The names of five great world legislators, Confucius of China, Justinian of Rome, King Alfred of England, Lycurgus of Greece and Manu of India are carved on stone tablets and mounted on the walls of the legislative chamber.
The bison sculptures beside the grand staircase weigh 2,268 kilograms each.
Building architect Simon and sculptor Gardet both attended the Paris School of Art at the same time.
Manitoba's Legislative Building, principal among public buildings in the province, accommodates the legislative assembly, its committees and staff, as well as offices for the ministers and deputy ministers of all government departments.
The four sculpture groups at the four corners of the tower at the base of the building's dome represent agriculture, art, industry and science.
$5,600 of tissue-thin 24-carat gold foil was applied one sheet at a time over special yellow primer on the statue as part of the restoration project.
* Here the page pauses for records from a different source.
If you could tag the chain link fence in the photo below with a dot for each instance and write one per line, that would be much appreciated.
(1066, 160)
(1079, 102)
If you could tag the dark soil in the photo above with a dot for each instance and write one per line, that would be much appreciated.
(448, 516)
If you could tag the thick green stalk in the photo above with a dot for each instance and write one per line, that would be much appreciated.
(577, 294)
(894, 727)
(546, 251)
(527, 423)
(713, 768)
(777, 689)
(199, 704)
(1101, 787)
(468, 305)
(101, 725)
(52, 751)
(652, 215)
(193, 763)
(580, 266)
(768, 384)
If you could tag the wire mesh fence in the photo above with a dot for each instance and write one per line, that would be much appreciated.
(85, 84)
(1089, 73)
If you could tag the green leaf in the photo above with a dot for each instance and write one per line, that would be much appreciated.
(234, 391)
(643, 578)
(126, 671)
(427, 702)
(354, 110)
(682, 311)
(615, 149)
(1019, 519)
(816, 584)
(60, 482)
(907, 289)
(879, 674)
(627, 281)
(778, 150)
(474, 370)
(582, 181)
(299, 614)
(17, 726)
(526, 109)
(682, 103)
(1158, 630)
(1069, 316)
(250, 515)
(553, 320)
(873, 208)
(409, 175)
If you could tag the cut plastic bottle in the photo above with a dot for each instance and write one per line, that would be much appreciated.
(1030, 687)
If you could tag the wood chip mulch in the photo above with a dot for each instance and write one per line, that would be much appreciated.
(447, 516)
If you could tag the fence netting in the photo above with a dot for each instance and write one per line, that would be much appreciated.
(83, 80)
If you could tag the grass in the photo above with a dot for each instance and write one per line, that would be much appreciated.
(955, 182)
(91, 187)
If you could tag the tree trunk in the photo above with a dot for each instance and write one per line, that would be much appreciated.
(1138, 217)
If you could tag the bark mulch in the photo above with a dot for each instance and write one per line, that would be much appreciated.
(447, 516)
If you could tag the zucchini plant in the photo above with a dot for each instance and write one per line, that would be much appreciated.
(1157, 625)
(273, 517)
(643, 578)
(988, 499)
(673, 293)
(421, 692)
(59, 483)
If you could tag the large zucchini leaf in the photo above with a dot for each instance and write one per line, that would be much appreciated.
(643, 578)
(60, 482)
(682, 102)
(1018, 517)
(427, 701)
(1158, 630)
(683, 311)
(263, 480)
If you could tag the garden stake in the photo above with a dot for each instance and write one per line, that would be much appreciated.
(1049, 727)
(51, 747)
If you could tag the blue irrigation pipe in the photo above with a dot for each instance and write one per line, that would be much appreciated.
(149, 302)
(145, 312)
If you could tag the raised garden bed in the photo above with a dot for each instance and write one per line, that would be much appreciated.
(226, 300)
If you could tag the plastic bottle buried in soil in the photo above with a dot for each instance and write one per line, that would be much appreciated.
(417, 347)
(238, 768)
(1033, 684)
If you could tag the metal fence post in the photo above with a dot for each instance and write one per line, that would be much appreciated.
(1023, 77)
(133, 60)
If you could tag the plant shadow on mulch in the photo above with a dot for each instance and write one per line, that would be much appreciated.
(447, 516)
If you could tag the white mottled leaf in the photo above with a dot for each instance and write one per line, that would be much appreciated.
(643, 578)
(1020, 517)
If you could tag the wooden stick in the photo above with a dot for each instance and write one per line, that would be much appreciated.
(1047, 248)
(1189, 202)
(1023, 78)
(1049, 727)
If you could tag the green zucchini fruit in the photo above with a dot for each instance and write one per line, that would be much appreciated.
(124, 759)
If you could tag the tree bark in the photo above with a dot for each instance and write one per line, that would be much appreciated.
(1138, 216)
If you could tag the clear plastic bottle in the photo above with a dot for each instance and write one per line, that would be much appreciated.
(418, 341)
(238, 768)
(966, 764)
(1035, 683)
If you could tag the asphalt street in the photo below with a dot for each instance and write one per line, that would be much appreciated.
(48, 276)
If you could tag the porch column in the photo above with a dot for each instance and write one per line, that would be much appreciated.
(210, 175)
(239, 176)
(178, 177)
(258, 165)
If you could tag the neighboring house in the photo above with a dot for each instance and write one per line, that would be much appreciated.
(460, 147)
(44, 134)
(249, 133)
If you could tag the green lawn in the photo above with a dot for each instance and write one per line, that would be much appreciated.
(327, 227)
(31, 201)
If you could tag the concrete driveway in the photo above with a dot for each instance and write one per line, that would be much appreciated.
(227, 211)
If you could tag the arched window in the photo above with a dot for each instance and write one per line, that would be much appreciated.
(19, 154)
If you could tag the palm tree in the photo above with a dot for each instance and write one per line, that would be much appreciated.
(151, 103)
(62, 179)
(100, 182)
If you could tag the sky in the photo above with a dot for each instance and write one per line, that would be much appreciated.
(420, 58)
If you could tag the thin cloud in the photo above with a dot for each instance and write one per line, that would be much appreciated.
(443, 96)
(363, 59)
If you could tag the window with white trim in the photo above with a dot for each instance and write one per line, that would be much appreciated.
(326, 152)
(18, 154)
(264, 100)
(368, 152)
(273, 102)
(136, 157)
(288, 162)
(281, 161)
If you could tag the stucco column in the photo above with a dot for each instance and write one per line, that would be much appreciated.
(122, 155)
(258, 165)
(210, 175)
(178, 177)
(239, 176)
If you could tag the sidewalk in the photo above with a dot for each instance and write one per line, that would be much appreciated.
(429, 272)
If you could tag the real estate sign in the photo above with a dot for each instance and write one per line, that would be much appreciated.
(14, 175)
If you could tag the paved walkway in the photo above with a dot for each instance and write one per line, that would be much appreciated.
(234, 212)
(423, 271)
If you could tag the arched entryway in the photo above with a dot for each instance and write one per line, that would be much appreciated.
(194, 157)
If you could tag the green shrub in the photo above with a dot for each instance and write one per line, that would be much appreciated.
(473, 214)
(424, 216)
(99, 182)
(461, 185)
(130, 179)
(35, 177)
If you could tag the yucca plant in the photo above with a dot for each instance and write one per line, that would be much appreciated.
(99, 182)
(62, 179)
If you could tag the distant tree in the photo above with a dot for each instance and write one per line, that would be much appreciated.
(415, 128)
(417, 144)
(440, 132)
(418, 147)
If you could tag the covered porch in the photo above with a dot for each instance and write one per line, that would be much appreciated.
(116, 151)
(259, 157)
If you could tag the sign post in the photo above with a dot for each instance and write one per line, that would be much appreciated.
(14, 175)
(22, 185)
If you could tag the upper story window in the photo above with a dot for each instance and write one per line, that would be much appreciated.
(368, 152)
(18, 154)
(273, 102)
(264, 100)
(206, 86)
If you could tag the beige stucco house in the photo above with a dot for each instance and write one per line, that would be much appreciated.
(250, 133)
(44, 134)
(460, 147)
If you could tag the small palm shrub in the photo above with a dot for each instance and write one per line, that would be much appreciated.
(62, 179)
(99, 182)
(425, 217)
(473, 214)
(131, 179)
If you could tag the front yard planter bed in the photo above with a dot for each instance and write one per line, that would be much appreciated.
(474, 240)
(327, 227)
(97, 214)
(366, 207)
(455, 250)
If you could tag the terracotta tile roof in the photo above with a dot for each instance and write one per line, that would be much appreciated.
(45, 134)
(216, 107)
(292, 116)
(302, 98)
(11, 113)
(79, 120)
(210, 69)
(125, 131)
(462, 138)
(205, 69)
Government House; the official residence of the Lieutenant-Governor of Manitoba is situated on the east side of the grounds.
The winning designer was awarded a $10,000 cash prize.
The Golden Boy statue was lifted down from the Legislative Building dome by crane on Saturday, Feb. 9, 2002 for a complete $1.1 million restoration.
Became a provincially designated heritage site on May 12th, 1989.
The tyndall stone used on the exterior was quarried at Garson,just east of Lockport Manitoba.
The Golden Boy, a 4.9 metre high statue on top of the Legislative Building's dome, is one of Manitoba's most famous symbols.